The bot is built around a small set of core abstractions: watched wallets, market slugs, token IDs, a live order-book feed, and a signal classifier. It opens a persistent connection to Polymarket’s CLOB through websocketOrderbook, keeps best bid and ask data fresh, and then maps wallet activity to executable trade candidates before the order is sent.

The design choice here is simple. It does not try to predict the market from scratch, and it does not need a complex model to operate. It watches wallets that already have a track record, converts their behavior into buy or sell signals, and applies guardrails like minimum balance, confidence threshold, and per-side limits before touching funds.

COPYTRADE_MARKETS=btc-usd,us-election-2026,premier-league-winner
COPYTRADE_SHARES=10
COPYTRADE_PRICE_BUFFER=0.02
COPYTRADE_MAX_BUY_COUNTS_PER_SIDE=2
BOT_MIN_USDC_BALANCE=50
npm start

That example starts the bot with three market slugs, a fixed share size, a 2% execution buffer, and a minimum cash floor. In practice, the bot will listen for wallet movement, score the signal through pricePredictor, and only place an order when the confidence gate and size rules both pass.

The important architectural detail is that execution and signal selection are separated. That keeps the system easier to reason about than a monolithic script that conflates discovery, classification, and order placement in one loop. It also makes the bot easier to audit when you want to answer the exact question every trader asks after a bad trade: why did it enter here and not elsewhere?

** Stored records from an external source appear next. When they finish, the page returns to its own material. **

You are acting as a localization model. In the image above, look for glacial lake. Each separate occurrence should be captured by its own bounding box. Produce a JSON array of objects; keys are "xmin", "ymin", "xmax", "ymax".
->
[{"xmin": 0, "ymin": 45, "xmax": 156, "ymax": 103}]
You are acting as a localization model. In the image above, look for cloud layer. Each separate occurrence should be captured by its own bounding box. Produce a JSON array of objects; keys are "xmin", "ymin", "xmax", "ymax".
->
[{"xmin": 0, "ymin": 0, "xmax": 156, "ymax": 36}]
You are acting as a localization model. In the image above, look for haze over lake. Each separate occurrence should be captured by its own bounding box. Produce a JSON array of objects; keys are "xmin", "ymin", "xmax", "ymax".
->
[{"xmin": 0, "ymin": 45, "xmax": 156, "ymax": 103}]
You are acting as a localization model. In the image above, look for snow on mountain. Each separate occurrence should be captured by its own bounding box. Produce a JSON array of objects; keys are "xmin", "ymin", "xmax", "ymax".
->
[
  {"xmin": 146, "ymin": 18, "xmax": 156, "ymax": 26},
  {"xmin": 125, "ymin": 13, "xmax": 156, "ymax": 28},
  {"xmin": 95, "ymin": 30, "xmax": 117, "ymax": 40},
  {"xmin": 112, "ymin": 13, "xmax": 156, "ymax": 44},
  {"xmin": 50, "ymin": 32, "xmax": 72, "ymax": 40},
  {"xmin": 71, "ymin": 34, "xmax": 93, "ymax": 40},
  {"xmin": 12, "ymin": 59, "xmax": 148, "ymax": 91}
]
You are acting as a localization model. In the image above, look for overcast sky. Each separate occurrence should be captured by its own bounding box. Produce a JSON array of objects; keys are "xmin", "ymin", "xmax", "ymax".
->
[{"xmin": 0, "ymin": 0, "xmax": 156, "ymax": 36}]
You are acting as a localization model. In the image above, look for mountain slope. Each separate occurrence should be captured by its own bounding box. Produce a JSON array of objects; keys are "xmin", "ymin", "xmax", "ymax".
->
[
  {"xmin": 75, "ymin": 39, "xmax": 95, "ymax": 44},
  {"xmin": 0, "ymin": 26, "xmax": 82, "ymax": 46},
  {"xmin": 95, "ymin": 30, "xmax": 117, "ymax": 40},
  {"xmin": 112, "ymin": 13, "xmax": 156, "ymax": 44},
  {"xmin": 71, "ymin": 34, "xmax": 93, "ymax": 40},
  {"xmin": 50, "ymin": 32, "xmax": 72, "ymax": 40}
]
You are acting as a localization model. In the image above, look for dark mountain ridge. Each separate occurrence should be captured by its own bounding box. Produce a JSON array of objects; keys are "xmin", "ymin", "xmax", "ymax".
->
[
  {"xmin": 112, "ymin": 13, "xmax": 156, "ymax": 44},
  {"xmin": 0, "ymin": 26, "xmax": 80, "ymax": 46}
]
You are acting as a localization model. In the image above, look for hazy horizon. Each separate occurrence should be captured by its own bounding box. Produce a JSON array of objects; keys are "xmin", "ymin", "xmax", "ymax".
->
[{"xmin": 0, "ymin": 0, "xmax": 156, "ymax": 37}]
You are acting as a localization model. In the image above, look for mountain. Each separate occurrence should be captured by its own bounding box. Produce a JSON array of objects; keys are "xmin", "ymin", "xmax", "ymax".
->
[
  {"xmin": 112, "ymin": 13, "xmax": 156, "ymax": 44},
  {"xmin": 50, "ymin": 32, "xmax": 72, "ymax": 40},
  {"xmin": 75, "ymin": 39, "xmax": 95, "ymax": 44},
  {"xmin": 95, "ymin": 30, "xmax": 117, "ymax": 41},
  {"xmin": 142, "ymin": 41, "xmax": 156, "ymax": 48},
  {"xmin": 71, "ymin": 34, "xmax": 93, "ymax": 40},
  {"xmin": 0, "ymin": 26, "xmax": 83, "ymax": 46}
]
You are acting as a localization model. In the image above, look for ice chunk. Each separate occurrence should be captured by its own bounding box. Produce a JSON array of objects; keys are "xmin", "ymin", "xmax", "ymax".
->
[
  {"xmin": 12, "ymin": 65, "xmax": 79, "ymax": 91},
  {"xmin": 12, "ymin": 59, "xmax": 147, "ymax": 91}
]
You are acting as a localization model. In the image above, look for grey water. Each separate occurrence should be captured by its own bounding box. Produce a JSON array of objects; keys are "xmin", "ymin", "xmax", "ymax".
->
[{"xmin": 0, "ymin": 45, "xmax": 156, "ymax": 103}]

Pros and Cons of Polymarket Trading Bot

Pros:

  • Real-time execution path — WebSocket-based market tracking is a better fit than polling for fast-moving prediction markets.
  • Clear risk controls — Balance floors, price buffers, and per-side caps keep the bot from spraying orders blindly.
  • Open source and inspectable — The code path is small enough for a serious developer to audit, fork, and modify.
  • Works across many market types — It is not locked to a single narrative like crypto or politics.
  • Backtest evidence is included — The repo ships with dated results from Mar 23-24 2026, including 177 replayed markets and a documented PnL run.
  • Private-key driven by design — Orders are signed locally, which is the right model for direct exchange interaction.

Cons:

  • No polished UI — You are working in the terminal and .env, not a dashboard.
  • Operational risk is on you — If your private key, RPC, or wallet setup is wrong, the bot cannot save you.
  • Signal quality depends on wallet selection — Copying bad wallets is still bad trading, just faster.
  • Limited built-in analytics — The repo shows backtest output, but not a full reporting stack.
  • Requires active maintenance — API changes, market slug changes, and Polymarket execution quirks can break a bot like this.

Getting Started with Polymarket Trading Bot

A realistic Polymarket Trading Bot tutorial starts with Node 18+, a Polygon wallet with USDC, and a working RPC URL. The repo expects you to clone the code, install dependencies, copy the sample environment file, and fill in your wallet and market settings before running the process.

git clone https://github.com/harmandhaliwal/polymarket-trading-bot-copytrading.git
cd polymarket-trading-bot-copytrading
npm install
cp .env.example .env
# set PRIVATE_KEY, RPC_URL, COPYTRADE_MARKETS, and any sizing limits
npm start

After the first run, the bot should connect to Polymarket, load your configured watchlist, and begin evaluating wallet moves against the confidence gate. The initial configuration that matters most is the market list, the private key, and the sizing controls, because those determine whether the bot is actually tradable or just connected.

Verdict

Polymarket Trading Bot is the strongest option for Polymarket wallet copy trading when you want low-latency execution and simple risk controls. Its best strength is the combination of live CLOB tracking and confidence filtering, while the main caveat is that you still need to choose wallets well and operate it like production software. Recommended for developers who want direct control.